Department of Neurology, Rose F. Kennedy Center, Albert Einstein College of Medicine, Room 322, 1300 Morris Park Avenue, Bronx, NY 10461, USA; Department of Neuroscience, Rose F. Kennedy Center, Albert Einstein College of Medicine, Room 322, 1300 Morris Park Avenue, Bronx, NY 10461, USA.
Hear Res. 2013 Nov;305:57-73. doi: 10.1016/j.heares.2013.05.013. Epub 2013 Jun 18.
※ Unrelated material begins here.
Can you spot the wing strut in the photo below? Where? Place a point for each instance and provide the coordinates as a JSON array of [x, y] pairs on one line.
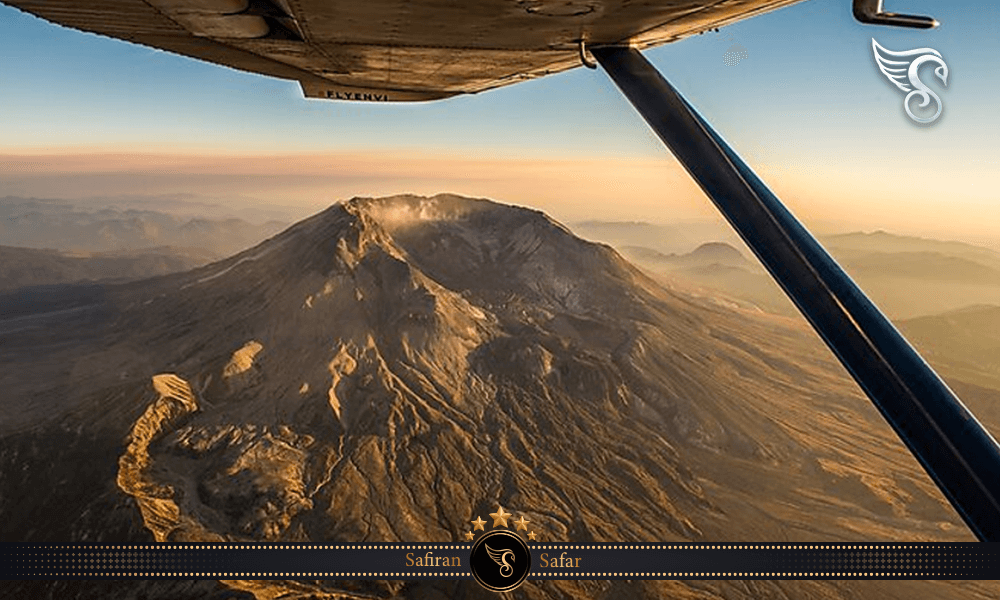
[[955, 450]]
Successful categorization of phonemes in speech requires that the brain analyze the acoustic signal along both spectral and temporal dimensions. Neural encoding of the stimulus amplitude envelope is critical for parsing the speech stream into syllabic units. Encoding of voice onset time (VOT) and place of articulation (POA), cues necessary for determining phonemic identity, occurs within shorter time frames. An unresolved question is whether the neural representation of speech is based on processing mechanisms that are unique to humans and shaped by learning and experience, or is based on rules governing general auditory processing that are also present in non-human animals. This question was examined by comparing the neural activity elicited by speech and other complex vocalizations in primary auditory cortex of macaques, who are limited vocal learners, with that in Heschl's gyrus, the putative location of primary auditory cortex in humans. Entrainment to the amplitude envelope is neither specific to humans nor to human speech. VOT is represented by responses time-locked to consonant release and voicing onset in both humans and monkeys. Temporal representation of VOT is observed both for isolated syllables and for syllables embedded in the more naturalistic context of running speech. The fundamental frequency of male speakers is represented by more rapid neural activity phase-locked to the glottal pulsation rate in both humans and monkeys. In both species, the differential representation of stop consonants varying in their POA can be predicted by the relationship between the frequency selectivity of neurons and the onset spectra of the speech sounds. These findings indicate that the neurophysiology of primary auditory cortex is similar in monkeys and humans despite their vastly different experience with human speech, and that Heschl's gyrus is engaged in general auditory, and not language-specific, processing. This article is part of a Special Issue entitled "Communication Sounds and the Brain: New Directions and Perspectives".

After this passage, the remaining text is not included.